Dois anos atrás, eram 23 mil policiais, diz a entidade –o governo não informou a quantidade de agentes, alegando questões de segurança.

Por outro lado, os casos de roubo passaram de 52 mil em 2013 para 79 mil no ano passado, segundo dados da SSP (Secretaria de Estado da Segurança Pública).

Nesta quinta-feira (4), houve paralisação de um dia de policiais militares, civis, bombeiros, agentes penitenciários e peritos. Eles protestavam contra o parcelamento de salários pelo governo Ivo Sartori (PMDB), que acontece há um ano.

Com a greve, lojas fecharam mais cedo e parte dos professores da UFGRS (Universidade Federal do Rio Grande do Sul) dispensou os alunos por temor de insegurança. O governo afirma que a paralisação não afetou o policiamento diário.

“O parcelamento trouxe uma inquietude, que é não conseguir pagar água, luz, tirou a estabilidade”, diz o sargento Geovane da Costa, que encaminhou a aposentadoria no início do ano, após 32 anos na ativa.

TERRA DE NINGUÉM

O interior tem sofrido ainda mais os efeitos. A alternativa adotada em algumas regiões tem sido o rodízio de uma viatura entre várias cidades. Na região de Soledade (a 215 km de Porto Alegre), oito municípios dividem uma equipe de policiamento há pelo menos um ano.

“Às vezes, no sábado à tarde, a gente vê alguma viatura aqui, mas, senão, passa quatro ou três dias sem sinal de polícia”, relata Verno Müller, prefeito de Tio Hugo.

Prefeitos ouvidos pela Folha contam que assaltos na zona rural e roubo de gado dispararam no último ano e que moradores começam a buscar soluções caseiras.

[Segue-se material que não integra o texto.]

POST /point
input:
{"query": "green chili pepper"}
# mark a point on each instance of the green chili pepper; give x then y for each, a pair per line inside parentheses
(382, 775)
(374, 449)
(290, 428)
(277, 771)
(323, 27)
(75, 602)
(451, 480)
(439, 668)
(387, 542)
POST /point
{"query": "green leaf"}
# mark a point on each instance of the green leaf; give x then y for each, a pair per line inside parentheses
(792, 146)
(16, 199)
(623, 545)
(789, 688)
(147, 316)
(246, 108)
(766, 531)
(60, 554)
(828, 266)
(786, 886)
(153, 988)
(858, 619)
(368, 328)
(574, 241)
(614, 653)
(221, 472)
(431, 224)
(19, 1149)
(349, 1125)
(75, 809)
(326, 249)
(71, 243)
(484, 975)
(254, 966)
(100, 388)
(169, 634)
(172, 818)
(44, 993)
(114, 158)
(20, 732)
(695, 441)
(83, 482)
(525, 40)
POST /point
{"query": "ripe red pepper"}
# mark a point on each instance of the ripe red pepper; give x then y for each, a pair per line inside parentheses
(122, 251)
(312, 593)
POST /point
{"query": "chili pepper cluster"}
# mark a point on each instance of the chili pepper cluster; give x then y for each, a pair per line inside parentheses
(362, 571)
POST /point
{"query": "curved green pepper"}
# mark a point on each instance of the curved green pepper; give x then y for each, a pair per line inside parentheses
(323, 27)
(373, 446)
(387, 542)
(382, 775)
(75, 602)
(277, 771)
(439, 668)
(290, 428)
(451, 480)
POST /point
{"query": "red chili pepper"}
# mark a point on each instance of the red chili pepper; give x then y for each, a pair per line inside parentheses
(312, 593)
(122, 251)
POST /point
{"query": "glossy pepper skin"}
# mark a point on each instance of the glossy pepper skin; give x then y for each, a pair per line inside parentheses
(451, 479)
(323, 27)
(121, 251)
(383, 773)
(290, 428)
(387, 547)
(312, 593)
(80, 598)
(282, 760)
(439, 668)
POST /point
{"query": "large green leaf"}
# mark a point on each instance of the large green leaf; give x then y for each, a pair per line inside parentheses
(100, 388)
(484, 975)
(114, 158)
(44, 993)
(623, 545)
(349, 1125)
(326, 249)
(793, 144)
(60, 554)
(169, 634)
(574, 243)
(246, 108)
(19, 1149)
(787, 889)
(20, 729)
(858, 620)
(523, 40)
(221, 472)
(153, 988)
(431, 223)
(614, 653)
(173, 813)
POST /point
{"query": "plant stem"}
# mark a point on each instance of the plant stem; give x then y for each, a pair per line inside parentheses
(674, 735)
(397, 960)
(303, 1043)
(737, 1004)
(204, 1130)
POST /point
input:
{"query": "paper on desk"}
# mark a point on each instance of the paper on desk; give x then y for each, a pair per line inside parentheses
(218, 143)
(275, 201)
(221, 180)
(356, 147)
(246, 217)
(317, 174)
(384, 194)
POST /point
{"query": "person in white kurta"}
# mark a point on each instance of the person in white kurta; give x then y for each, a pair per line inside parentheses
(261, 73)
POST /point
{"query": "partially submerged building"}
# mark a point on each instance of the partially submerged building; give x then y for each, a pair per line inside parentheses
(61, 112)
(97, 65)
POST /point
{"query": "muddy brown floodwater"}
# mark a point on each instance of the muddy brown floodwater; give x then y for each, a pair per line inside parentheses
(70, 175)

“A gente nota que o pessoal tem se armado por conta, muitas vezes com armas frias [sem registro]. É difícil hoje, no interior, quem não esteja armado”, diz o prefeito de Ibirapuitã, Luciano Lago.

SEM CONTRATAÇÕES

No final de junho, o governador José Ivo Sartori (PMDB) anunciou a convocação de 530 candidatos aprovados em concurso no governo anterior, para atender Porto Alegre e a região metropolitana. A previsão é de que os candidatos sejam chamados entre agosto e fevereiro.

“Mesmo que a Brigada coloque todos esses policiais chamados agora, vai continuar faltando brigadiano. Para repor o efetivo que perdemos, vai levar o tempo de três governos”, avalia o presidente da Associação de Cabos e Soldados, Leonel Lucas.

Um levantamento de 2015, realizado pela Federação das Associações de Municípios do RS (Famurs), aponta que 60% das cidades gaúchas possuem menos de dois policiais por turno e uma em cada dez tem apenas dois policiais no efetivo total. A realidade de muitos municípios são postos de polícia fechados e nenhum policial.

“A situação está assim no Estado inteiro. Vemos tudo isso com preocupação, esse sentimento de insegurança que fica pairando entre a população”, afirma Luciano Pinto, prefeito de Arroio do Sal e presidente da Famurs.

OUTRO LADO

Procurada, a Secretaria de Estado da Segurança Pública disse que o número de aposentadorias é “condizente com o percentual de policiais aptos a requisitarem reserva remunerada”.

A SSP afirma que não há municípios sem a presença da Brigada Militar no estado, embora reconheça que patrulhas intermunicipais tem se revezado no policiamento em municípios menores.

Procurado, o Comando da Brigada Militar gaúcha não se manifestou.